Für mich repräsentiert die Operette eine Zeit, die vergangen ist. Für Gombrowicz war die Dummheit der Operette ein Symbol für das alte Europa, welches bis zum Jahr 1914 existierte. In der Operette zeigte sich zum Beispiel, was die »einfachen Leute« über die Aristokratie bzw. über die herrschende Klasse dachten, sie war eine Karikatur der Sozialschichten. Im Gegensatz zur Oper, die natürlich ebenso für eine vergangene Zeit steht, galt sie jedoch vielmehr als eine Form der Unterhaltung, mit der wir natürlich heute nur noch sehr wenig anfangen können. Gombrowicz selbst hat sich ja an einer »Operette«, die er auch als solche benannt hat, versucht, tatsächlich als »Parodie der Form«. Er verstand das jedoch so, dass in der Operette, bei der die Sänger so tun, als ob sie lustig seien und das Publikum so tut, als ob es sich amüsiere, alle Anwesenden zu einer Karikatur ihrer selbst werden.

»Ich habe ein Problem mit dem Realismus.«

Theodor W. Adorno schreibt: »Nur die Übertreibung ist wahr«. Würdest du ihm zustimmen?
Hier ist Adorno erstaunlich nah bei Gombrowicz, wenn dieser sagt, dass die Oper nur als Parodie ihrer selbst glaubwürdig sein kann. Diese Idee der überhöhten Wirklichkeit, hat für mich auch mit der Operette zu tun, die als Genre die Übertreibung feiert, in Form einer exponierten Künstlichkeit von Komik, Romantik, Lächerlichkeit usw…

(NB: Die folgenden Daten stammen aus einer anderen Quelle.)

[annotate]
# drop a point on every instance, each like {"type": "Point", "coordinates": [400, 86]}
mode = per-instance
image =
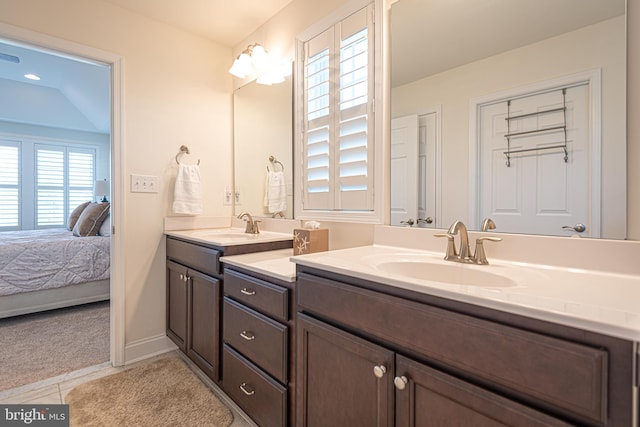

Auf jeden Fall habe ich ein Problem mit dem Realismus. Nach ein paar Versuchen, mit realistischen Texten zu arbeiten, merkte ich, dass das für mich sehr schwierig und kompliziert ist. Im Gegensatz zur globalen Reality Show, funktioniert die Oper über Symbole, die man bewusst und unbewusst verstehen muss.